Выбрать главу

3.04. Перед сном молились о солнце. Мало. Проснулись — снег. Целый день снег. Планы рухнули: «базар — йок. Чинар — йок. Из-за снега выйти не мог».

Сидим в номере, а ведь суббота — день отдыха. После слов р/с «Маяк»: «в Ленинграде снег, переходящий в дождь…», родился стих:

В Ленинграде снег переходит в дождь, В Чарваке снег не проходит. Он идет день. Он идет ночь. Он глухую тоску наводит. Он срывает аулам большой базар. Нет машин в субботу на площади. Мы не можем узбекский купить товар. Снег апрельский! ПО-ЩА-ДИ! Очень хочется плюнуть тому в глаза, Кто сказал: «Тепло там в апреле». Ах, зачем я поверил в цветущий сад? Ах, зачем в весну я поверил? За окном стеной мокрый снег валит. Горы он закрыл начисто. На плотине нам мерить предстоит… Какое тут, к черту, качество?!

4.04. Целый день непогода. Снег валит. «Ресторан — йок, горячая вода — йок, я голодный, холодный — весь занемог». Мы сидим в номере, читаем, вяжем. Не пьем, едим всухомятку «плюшка здобный». Я смотрю на свою коллегу Галку, Галину Федоровну, — красивую, седую в футболке и черных колготках с быстро мелькающими в руках спицами — и сочиняю стих:

Ты мне нравишься в черных колготках, Ты мне нравишься в черной футболке. Не похожа ты на кокотку, А скорее — на комсомолку, Молодую, с седою гривой, Что сидела без света и газа, Без еды бывала счастливой, На работе горела в экстазе, В снег и стужу, как мы, зубами Лязгала, но не сдавалась, Не рыдала, не рвалась к маме, А сквозь слезы с трудом улыбалась. Да, Галина, в этой футболке Для меня ты всегда КОМСОМОЛКА!

А потом пишу письмо подруге в Ленинград:

Чтоб ты не думала, подруга, Что я живу в земном раю, И веселюсь в часы досуга, И от веселия пою, Знай, здесь тоска, какой не снилось Тебе на Шверника узнать, Нет света, радио прикрылось, Воды горячей не достать, Вторые сутки снег стеною Валит — не видно ни хрена. Вот так апрельскою порою Я гибнуть в Азии должна.
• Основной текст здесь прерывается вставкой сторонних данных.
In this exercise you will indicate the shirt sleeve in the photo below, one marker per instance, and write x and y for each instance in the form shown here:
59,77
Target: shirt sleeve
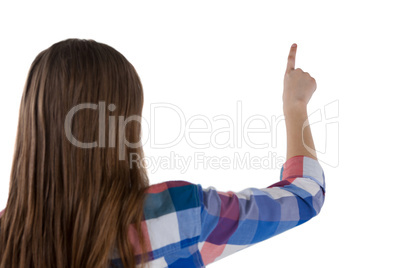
232,221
Но мы все-таки в этих условиях по очереди читали серьезную книгу о теплопередаче, после чтения попытались сформулировать суть прочитанного. Получились очень умные строки:

Когда мы ехали в Чарвак, то про тепло задача Решалась вот примерно так, так, а не как иначе. Вы стержень и пластина (с симметрией, увы), В тепловое поле попадете вы. А теплопередачи к этим двум фигурам, То есть «лямбды», будет чересчур им. Зная вашу способность загорать, не советуем на солнце спать, Сиди в тени и кабель тяни. В реальной обстановке Чарвака граничные условия пока: Тепловой поток уменьшился до нуля, под снегом лежит здесь земля, А мы лежим (и стержень, и пластина) и греемся дыханием единым. Без внутреннего источника тепла обе фигуры замерзли до бела, Де Q по де Т стремится к нулю, лежу — курю. Тепло — йок, свет — йок. Неизвестно, на какой срок. В таком тепловом поле будем мы жить доколе???
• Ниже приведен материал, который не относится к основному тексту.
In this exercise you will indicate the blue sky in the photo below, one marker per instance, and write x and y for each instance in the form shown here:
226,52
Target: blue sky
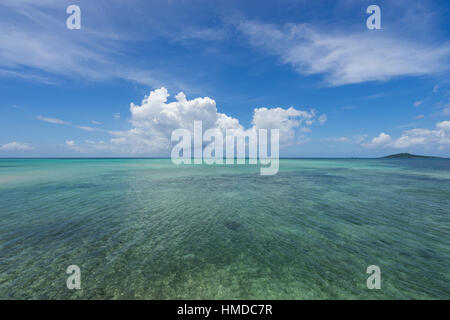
335,88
5.04. Мороз и солнце — день чудесный. Мороз днем перешел в тепло. Мы на замерах обходной фильтрации «разнагешились» и выставили морды солнцу. С нами ходит наблюдатель Деля, женщина, которой месяц назад в местной больнице загубили мужа. Лечили его глюкозой от инфаркта, а у него был диабет. Мы ее отвлекаем как можем. После дня ходьбы рухнули в десять и отключились.

6.04. Продолжаем обходную, но уже на машине, так как пьезометры торчат по высоким склонам. Машину ведет узбек Рашид, молодой неженатый парень, который, когда нас не везет, то спит, и так с восьми утра до четырех вечера. А еще ночью. Он из кишлака, про который сам собой слагается стих:

Унылый серый кишлак, Где свет один — чайхана, Где за дувалом — мрак (Дувал — по-русски стена). Где бабаи в чапанах Неспешно дуют на чай, Где почитаем аллах, (Ты, власть, на них не серчай!) Где и сегодня калым Любовь и ЗАГС заменил, Где над мангалом дым Путников в дом заманил. Женщина где не в чести, Кормит гостей в чачване (Чачван, ты меня прости — Намордник, как в страшном сне). Вот ведь каким был кишлак Тот, где родился Рашид. Шофер наш, как видно, дурак — В кабине всю жизнь он проспит.